Çocuk sahibi olma kararına gelince; bu durum aile içindeki kadın-erkek dengelerine göre değişiyor olmalı. Ama ilk kararı verirken kimin sözü daha gür çıkmış olursa olsun, çocuğun asıl yükünü annenin taşıdığı da ortada. Hem bu kararı verirken hem de çocuk büyürken alınacak sorumlulukların dengeli paylaşılacağı bir aile düzeninin, çeşitli nedenlerle çok uzağındayız.
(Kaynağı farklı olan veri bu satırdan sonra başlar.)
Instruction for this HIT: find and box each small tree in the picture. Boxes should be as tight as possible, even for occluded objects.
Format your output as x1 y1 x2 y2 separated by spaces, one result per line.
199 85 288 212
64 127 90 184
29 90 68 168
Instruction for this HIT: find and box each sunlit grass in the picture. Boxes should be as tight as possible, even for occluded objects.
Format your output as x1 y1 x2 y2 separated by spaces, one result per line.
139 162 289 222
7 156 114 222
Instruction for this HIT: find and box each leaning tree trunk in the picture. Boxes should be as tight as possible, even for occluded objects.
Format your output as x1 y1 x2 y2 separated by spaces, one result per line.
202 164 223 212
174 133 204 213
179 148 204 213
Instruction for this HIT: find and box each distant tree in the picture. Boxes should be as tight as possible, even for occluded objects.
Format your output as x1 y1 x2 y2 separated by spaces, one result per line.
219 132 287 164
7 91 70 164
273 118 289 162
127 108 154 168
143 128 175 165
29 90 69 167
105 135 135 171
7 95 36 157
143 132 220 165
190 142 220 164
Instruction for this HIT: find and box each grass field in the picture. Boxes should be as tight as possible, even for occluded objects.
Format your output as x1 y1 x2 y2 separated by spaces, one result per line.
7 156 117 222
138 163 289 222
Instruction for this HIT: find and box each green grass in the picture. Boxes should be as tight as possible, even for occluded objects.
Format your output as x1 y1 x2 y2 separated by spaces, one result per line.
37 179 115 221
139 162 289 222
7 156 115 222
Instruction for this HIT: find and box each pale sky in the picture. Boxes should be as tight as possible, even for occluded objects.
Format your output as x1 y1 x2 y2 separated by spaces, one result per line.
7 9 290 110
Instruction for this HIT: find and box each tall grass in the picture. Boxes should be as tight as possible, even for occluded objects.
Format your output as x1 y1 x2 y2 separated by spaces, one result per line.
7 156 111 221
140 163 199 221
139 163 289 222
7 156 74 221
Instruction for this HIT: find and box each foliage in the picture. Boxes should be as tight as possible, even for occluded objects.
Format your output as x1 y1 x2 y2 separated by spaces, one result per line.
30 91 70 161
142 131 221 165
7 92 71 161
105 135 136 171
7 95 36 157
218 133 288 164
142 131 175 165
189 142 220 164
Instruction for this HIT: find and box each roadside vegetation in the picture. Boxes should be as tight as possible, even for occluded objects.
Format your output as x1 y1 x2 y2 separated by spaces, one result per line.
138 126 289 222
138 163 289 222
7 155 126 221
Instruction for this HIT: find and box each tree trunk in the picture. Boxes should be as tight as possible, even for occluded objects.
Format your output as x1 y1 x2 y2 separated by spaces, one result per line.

Diğer yandan da öyle bir ailenin bugünkü aileye benzemeyeceği, hatta adına da aile denmeyebileceği bir gelecekte, toplumsal düzenin işin içine hem ebeveynler hem de çocuğun yararını gözeterek karışacağını düşünüyorum.
– Romanda sıradışı hayatlar yaşamış, güçlü kadın karakterler var: Nigâr Hanım, Millî Mücadelede bizzat savaşmış; kadın hareketinin öncülerinden Nezihe Muhiddin’in öğrencisi ve yoldaşı aynı zamanda. Münevver Hanım hem özel hem siyasi çok badireler atlatmış, akademisyen/çevirmen bir aydın ve çocuğunu tek başına büyütmeye karar vermiş bir anne. Ama Nihal’e örnek olanlar sadece ataları değil, bir sahafta kitaplarına rastlayıp aldığı Ulrike Meinhof gibi bir eylemci, Leni Riefenstahl gibi bir fotoğrafçı da var… Kadınları sadece çocuk değil, kariyer yapmalarıyla da ele almak istemiş gibisiniz…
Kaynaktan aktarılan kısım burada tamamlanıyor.